I like to talk about being rejected because I feel like you just have to be frank about it. No sense in posturing about this stuff. It’ll throw you a little, make you wonder if you were ever any good to begin with. But there’s thousands of people submitting shit every day, and who ever knows why something is rejected? All you can do is keep at it. I think I am writing things that are consistently just not what sells. I need to adjust that and do something else at least occasionally.
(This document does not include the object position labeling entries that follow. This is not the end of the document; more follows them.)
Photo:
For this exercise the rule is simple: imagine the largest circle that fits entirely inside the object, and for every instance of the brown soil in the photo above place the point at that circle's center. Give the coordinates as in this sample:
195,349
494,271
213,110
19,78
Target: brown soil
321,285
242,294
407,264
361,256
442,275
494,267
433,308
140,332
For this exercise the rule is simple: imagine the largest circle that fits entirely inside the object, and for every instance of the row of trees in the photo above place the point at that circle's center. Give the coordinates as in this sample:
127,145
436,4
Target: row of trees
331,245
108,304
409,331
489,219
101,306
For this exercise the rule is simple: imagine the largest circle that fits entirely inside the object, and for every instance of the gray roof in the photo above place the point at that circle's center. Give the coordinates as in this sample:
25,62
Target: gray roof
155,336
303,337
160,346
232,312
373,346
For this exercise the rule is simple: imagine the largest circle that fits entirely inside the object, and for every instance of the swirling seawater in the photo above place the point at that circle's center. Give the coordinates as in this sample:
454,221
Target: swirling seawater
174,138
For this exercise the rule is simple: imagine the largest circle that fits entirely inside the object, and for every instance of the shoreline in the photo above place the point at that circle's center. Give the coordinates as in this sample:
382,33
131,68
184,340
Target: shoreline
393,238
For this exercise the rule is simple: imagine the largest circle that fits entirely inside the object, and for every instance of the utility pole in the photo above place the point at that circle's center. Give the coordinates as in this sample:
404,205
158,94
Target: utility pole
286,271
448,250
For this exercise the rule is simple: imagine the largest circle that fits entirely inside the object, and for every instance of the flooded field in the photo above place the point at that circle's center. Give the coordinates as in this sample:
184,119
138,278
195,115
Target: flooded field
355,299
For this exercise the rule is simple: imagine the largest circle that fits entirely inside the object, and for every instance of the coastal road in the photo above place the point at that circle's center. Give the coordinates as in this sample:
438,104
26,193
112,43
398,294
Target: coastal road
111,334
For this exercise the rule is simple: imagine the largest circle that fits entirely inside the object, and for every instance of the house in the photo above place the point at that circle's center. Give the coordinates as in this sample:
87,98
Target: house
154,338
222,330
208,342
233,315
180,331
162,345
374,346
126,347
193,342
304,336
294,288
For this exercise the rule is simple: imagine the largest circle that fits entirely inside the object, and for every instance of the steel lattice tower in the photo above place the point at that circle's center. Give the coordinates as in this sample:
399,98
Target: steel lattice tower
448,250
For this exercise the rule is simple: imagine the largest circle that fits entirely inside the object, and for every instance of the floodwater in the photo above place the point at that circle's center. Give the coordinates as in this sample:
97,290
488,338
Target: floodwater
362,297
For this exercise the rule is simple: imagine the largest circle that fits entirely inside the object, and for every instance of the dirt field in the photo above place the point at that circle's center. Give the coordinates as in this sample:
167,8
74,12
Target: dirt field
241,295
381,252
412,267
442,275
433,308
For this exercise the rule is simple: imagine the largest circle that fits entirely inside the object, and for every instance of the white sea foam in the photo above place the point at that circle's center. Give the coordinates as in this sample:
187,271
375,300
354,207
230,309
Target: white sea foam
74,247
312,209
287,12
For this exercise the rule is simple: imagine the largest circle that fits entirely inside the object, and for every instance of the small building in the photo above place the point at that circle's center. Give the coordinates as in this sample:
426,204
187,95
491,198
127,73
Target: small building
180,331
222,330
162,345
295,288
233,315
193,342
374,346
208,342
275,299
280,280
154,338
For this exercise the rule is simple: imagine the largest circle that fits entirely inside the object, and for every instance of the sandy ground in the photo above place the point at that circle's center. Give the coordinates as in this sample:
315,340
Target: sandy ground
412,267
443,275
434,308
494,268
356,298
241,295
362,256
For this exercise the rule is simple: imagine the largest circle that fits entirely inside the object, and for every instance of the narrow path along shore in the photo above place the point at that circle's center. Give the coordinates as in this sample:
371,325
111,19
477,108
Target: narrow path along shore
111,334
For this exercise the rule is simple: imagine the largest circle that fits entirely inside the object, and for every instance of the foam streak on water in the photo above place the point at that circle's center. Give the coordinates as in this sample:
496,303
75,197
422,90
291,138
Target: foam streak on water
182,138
The world at large is a cesspool now. War and poverty. People dying and being displaced in Ukraine every day. No one has any money. Things are getting more expensive and even if you got a raise, you’re still probably feeling the pinch in your bank account. That doesn’t apply to the individuals who own all the wealth of course. They’re fine. Fine and insulated.
I was out at Lake James State Park in NC this past Saturday. First nice weather of the year. Shorts weather – as it always used to be back in Florida. I felt like I was back in my usual habitat right down to the sinus allergies that came on like fucking clockwork. It was good to be out there, though. There’s a lot of inner peace that can come with getting outside and away from screens.
Then I almost ran out of gas – I was spinning around those country roads, the needle dangerously in the red. I felt for sure this would end with me stranded out there with no cell reception and at the mercy of whoever’s house I happened to be by. I found my way back to the main road and ran into what I figured was a general store or a gas station, but which actually turned out to be a craft beer brewery. Nestled right there in the thick of the country. Everyone loves craft beer now. I helped myself to some before leaving, and after I’d somehow miraculously found a real gas station out there. It was a decent laid back afternoon once I settled the gas thing. It’s good to be able to go outside and enjoy this stuff again now.
I’ve been enjoying the new Sarah Shook & the Disarmers album, ‘Nightroamer.’ A great breezy country record that draws in all sorts of influences. It’s cathartic and seems to have a feeling of hope. And this Beach House album that’s just come out is good. A light listen like you’re immersed in a cloud.
And I’ve started thumbing through Claire Vaye Watkins’ Battleborn collection of short stories again. It’s a killer collection of dark Western-styled stories, all with achingly great prose, very evocative, putting into words feelings that are complex and specific, luridly detailed places and sensations. Really good.